Tom walked past him. He walked past the crowd. He didn’t even look at his own sister. He went along the edge of the pond and down the lane.
How? It was impossible. Had somebody tipped Pride off? No. There wasn’t time. Pride hadn’t known. You could see that. Had his son guessed what had happened and stolen the pony back? Couldn’t have. Young Harry was with him all night. Who even knew? His sister and her family. Had one of them been talking? He doubted it. Anyway, he didn’t think anyone in the hamlet was going to do John Pride’s work for him.
Mary. The only link left. Could she have gone out in the night while he slept? Or got someone else to do it? He couldn’t believe it. But then, he thought, he couldn’t believe the way she’d behaved over the pony in the first place.
He didn’t know. He supposed he’d never know. One thing was sure: if he’d been made to look a fool before, he looked twice as big a fool now. It doesn’t matter where I walk, he thought, the ground is always going to be shifting under my feet.
She was standing in the yard alone when he got back. Just looking at him. Not saying anything. But you could see she knew there’d be trouble. Well, if that was what she wanted she could have it.
As he reached her, therefore, he didn’t say anything. He wasn’t going to, either. But suddenly swinging, with an open hand, he struck her across the face as hard as he liked and she crashed to the ground.
He didn’t care.
Harvest time. Long summer days. Lines of men in smocks, with long scythes, working their way slowly, rhythmically across golden fields. Lay brothers in white habits and black aprons, following behind with scythes and sickles. The air thick with dust; fieldmice and other tiny creatures patter and scuttle to the droning hedgerows; flies in summer swarms, everywhere.

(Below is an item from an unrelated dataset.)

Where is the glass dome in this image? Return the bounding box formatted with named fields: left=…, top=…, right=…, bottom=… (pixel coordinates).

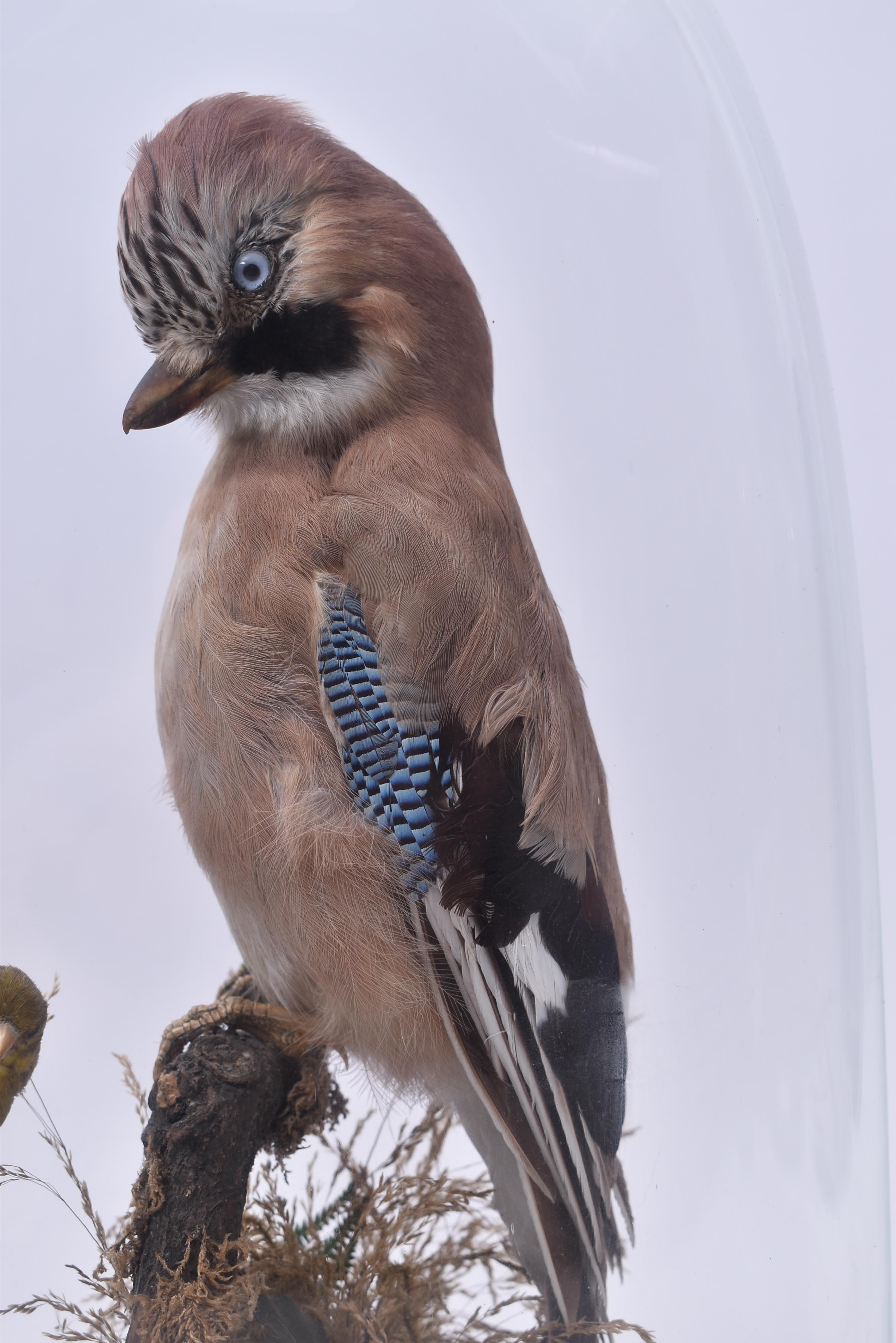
left=0, top=0, right=889, bottom=1343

The sky was cloudless, deep blue; the heavy heat of the sun was oppressive. But already showing itself in one quarter of the sky, a huge full moon was gently rising.
Brother Adam sat calmly on his horse. He had been to Beufre; now he was at St Leonards. He was going across the heath after that, to the fields above the little ford. He was being vigilant.
The abbot had come back the week before, then gone again, to London. Before going he had given Adam particular directions. ‘Be especially careful at harvest time, Adam. That’s when we have the most hired hands. Take care they don’t drink or get into trouble.’
A cart was coming up the track, pulled by a great affer, as the Beaulieu men called a carthorse. In it were loaves of bread from the abbey bakery, made from the coarser ‘family’ flour for the workers, and barrels of beer.
‘They’re to have only Wilkin le Naket,’ Adam had firmly instructed. This was the weakest of the several abbey beers. It would quench their thirst, but no one would get drunk or sleepy. He glanced up at the sun. When the cart arrived, he would declare a rest period. He looked across the other way in the direction of the heath. The wheat in the next field had been harvested the day before.
And there he saw the woman, Mary, dressed in a simple kirtle, tied at the waist, coming towards him across the stubble.
Mary took her time. Tom was not expecting her. That was the point. She was carrying a little basket of wild strawberries she had picked for him.
What does a woman do when she is forced to live with a man? When there is no escape; when there are children to share?